The point is on the line:
$$
(x,y)\cdot(3,2)=40
$$
and the line from the center of the circle to the point is perpendicular to the line:
$$
\Big((x,y)-(-6,3)\Big)\cdot(2,-3)=0\\
\Updownarrow\\
(x,y)\cdot(2,-3)=-21
$$
Therefore,
$$
\begin{bmatrix}
3&2\\
2&-3
\end{bmatrix}
\begin{bmatrix}
x\\
y
\end{bmatrix}
=
\begin{bmatrix}
40\\
-21
\end{bmatrix}
$$
Thus,
$$
\begin{align}
\begin{bmatrix}
x\\
y
\end{bmatrix}
&=
\frac1{13}\begin{bmatrix}
3&2\\
2&-3
\end{bmatrix}
\begin{bmatrix}
40\\
-21
\end{bmatrix}\\[6pt]
&=
\begin{bmatrix}
6\\
11
\end{bmatrix}\\
\end{align}
$$
A: Logic - Tangent is perpendicular to radius.
Answer -
Equation of tangent (1) : $3X+2Y = 40  \Rightarrow \text{slope} = -3/2.$
Centre $= (-6,3).$
Let point of contact of tangent on circle $= (x,y)$
Since line joining $(-6,3)$ and $(x,y)$ is radius, it is perpendicular to the tangent => slope of radius = $2/3$   ( $-3/2$ x slope of radius = -1).
Equation of radius (2) with point $(-6,3)$ and slope $2/3 : 2X-3Y = -21.$
Solve (1) and (2) to get the point of contact.
Hope the answer is clear !
A: The radius of the circle must be perpendicular to the tangent.
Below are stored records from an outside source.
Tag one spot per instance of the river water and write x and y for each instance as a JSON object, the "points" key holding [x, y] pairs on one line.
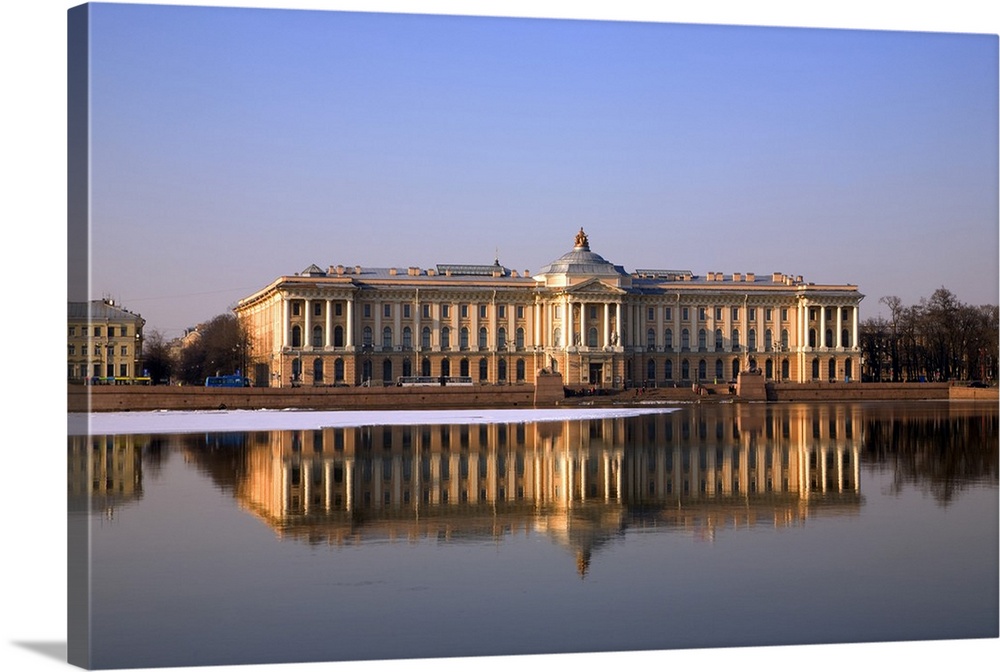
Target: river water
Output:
{"points": [[701, 526]]}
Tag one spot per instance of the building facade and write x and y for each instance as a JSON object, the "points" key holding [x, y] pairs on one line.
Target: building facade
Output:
{"points": [[104, 343], [581, 315]]}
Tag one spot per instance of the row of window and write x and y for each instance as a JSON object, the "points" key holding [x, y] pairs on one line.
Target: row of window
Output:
{"points": [[110, 349], [389, 372], [121, 330], [367, 310]]}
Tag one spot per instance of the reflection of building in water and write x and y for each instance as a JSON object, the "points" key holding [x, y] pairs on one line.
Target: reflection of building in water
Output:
{"points": [[581, 482], [104, 472]]}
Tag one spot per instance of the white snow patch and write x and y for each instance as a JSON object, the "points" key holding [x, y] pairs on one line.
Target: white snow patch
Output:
{"points": [[179, 422]]}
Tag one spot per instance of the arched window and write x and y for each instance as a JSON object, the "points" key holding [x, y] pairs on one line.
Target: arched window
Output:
{"points": [[387, 371], [317, 370]]}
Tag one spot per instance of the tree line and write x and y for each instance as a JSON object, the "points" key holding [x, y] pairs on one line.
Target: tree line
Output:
{"points": [[936, 339], [217, 347]]}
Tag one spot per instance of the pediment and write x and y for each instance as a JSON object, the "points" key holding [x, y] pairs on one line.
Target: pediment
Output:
{"points": [[596, 288]]}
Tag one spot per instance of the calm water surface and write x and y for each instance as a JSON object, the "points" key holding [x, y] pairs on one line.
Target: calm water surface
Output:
{"points": [[720, 525]]}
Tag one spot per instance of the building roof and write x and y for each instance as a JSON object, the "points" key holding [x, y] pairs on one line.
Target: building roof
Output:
{"points": [[101, 309]]}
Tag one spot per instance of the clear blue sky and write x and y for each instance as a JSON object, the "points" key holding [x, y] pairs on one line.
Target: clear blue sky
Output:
{"points": [[231, 146]]}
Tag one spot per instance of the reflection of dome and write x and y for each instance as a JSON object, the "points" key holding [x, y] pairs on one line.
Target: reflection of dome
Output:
{"points": [[581, 261]]}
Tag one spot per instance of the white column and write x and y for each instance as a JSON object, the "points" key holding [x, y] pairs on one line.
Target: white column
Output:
{"points": [[606, 339], [350, 323], [328, 335], [569, 323], [307, 335]]}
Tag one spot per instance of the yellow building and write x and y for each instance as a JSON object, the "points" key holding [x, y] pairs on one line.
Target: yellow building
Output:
{"points": [[581, 315], [104, 343]]}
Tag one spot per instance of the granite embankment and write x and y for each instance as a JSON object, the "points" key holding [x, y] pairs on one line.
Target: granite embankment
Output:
{"points": [[548, 393]]}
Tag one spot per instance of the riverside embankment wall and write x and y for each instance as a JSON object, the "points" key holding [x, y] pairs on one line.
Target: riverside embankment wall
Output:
{"points": [[547, 394]]}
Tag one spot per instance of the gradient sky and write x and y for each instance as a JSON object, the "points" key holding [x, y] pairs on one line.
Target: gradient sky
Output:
{"points": [[231, 146]]}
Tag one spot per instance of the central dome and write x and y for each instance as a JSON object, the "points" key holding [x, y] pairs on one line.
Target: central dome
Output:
{"points": [[581, 262]]}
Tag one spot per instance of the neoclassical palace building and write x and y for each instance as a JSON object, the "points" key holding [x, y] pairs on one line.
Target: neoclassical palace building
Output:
{"points": [[581, 315]]}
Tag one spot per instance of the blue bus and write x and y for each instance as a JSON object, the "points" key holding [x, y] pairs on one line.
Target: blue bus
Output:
{"points": [[235, 380]]}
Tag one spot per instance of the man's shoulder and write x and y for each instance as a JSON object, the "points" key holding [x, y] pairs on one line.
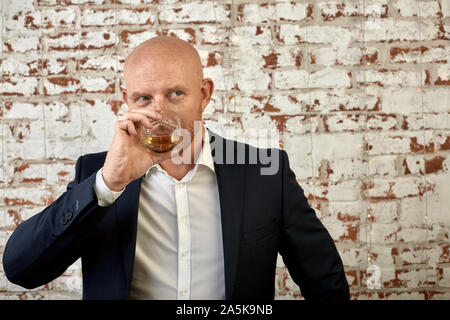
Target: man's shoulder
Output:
{"points": [[94, 157], [89, 163]]}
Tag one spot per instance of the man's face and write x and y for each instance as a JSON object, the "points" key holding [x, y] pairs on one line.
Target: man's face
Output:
{"points": [[168, 81]]}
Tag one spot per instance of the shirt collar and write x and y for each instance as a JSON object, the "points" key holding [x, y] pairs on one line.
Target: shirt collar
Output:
{"points": [[204, 159]]}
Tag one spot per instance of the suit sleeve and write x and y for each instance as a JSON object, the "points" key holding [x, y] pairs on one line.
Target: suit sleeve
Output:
{"points": [[307, 248], [41, 248]]}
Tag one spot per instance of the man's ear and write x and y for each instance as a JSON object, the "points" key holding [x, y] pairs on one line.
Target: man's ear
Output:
{"points": [[124, 95], [207, 90]]}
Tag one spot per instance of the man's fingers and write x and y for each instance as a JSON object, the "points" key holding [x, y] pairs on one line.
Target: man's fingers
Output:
{"points": [[152, 114], [137, 119], [127, 126]]}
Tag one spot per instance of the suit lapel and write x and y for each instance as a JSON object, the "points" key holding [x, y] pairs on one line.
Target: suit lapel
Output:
{"points": [[231, 182], [127, 206]]}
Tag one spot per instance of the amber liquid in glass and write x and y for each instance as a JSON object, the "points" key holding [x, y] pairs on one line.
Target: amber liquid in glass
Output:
{"points": [[161, 144]]}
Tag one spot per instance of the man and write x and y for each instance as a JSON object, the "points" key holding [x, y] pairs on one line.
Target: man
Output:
{"points": [[147, 227]]}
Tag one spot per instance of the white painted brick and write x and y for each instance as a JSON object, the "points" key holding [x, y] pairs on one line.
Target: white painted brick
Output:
{"points": [[383, 211], [401, 100], [23, 86], [413, 8], [195, 11], [444, 281], [291, 79], [382, 166], [287, 10], [392, 29]]}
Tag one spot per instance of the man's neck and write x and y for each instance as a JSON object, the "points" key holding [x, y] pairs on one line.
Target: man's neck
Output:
{"points": [[178, 171]]}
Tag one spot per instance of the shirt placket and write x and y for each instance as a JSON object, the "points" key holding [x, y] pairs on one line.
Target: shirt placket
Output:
{"points": [[184, 242]]}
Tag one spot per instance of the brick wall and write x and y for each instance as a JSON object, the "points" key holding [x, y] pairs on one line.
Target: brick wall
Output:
{"points": [[357, 90]]}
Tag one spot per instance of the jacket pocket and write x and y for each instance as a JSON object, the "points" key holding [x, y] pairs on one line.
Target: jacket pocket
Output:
{"points": [[261, 233]]}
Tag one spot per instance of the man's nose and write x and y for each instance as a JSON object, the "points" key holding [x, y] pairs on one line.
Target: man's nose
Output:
{"points": [[159, 103]]}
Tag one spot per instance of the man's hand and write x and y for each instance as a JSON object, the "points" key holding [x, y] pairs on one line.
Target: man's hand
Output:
{"points": [[128, 158]]}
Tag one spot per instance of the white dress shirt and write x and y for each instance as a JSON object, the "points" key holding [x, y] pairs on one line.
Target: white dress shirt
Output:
{"points": [[179, 248]]}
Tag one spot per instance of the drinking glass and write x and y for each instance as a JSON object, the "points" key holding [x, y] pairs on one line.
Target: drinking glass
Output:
{"points": [[163, 135]]}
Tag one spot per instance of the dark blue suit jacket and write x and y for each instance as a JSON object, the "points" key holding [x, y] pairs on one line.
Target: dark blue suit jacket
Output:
{"points": [[261, 216]]}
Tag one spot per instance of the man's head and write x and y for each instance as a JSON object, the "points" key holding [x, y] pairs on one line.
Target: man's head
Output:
{"points": [[166, 72]]}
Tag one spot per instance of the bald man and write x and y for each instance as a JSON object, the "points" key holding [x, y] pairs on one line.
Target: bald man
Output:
{"points": [[149, 227]]}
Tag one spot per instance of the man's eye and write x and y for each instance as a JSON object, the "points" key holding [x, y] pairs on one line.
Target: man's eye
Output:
{"points": [[144, 98]]}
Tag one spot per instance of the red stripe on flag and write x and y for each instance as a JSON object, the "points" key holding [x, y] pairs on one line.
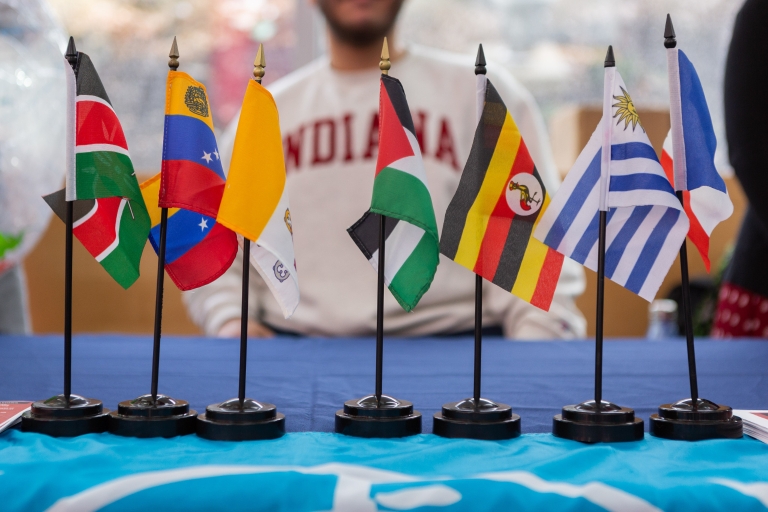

Rewriting $3x+2y=40$ gives us $y=-\frac{3}{2}x+20$, so the slope of the tangent line is $-\frac{3}{2}$. The slope of the perpendicular is the negative reciprocal, so the slope of the radius is $\frac{2}{3}$, and therefore the equation of the line the radius lies on is: $y_r=\frac{2}{3}x+b$. We know the center of the circle $(-6,3)$ is on this line, so we have: $3=\frac{2}{3}(-6)+b\Rightarrow b=7$, so $y_r=\frac{2}{3}x+7$. Now solve the equation $\frac{2}{3}x+7=-\frac{3}{2}x+20$, yielding $x=6$. Plugging $6$ in for $x$ in either equation gives $y=11$, so the coordinates of the point of intersection are $(6,11)$.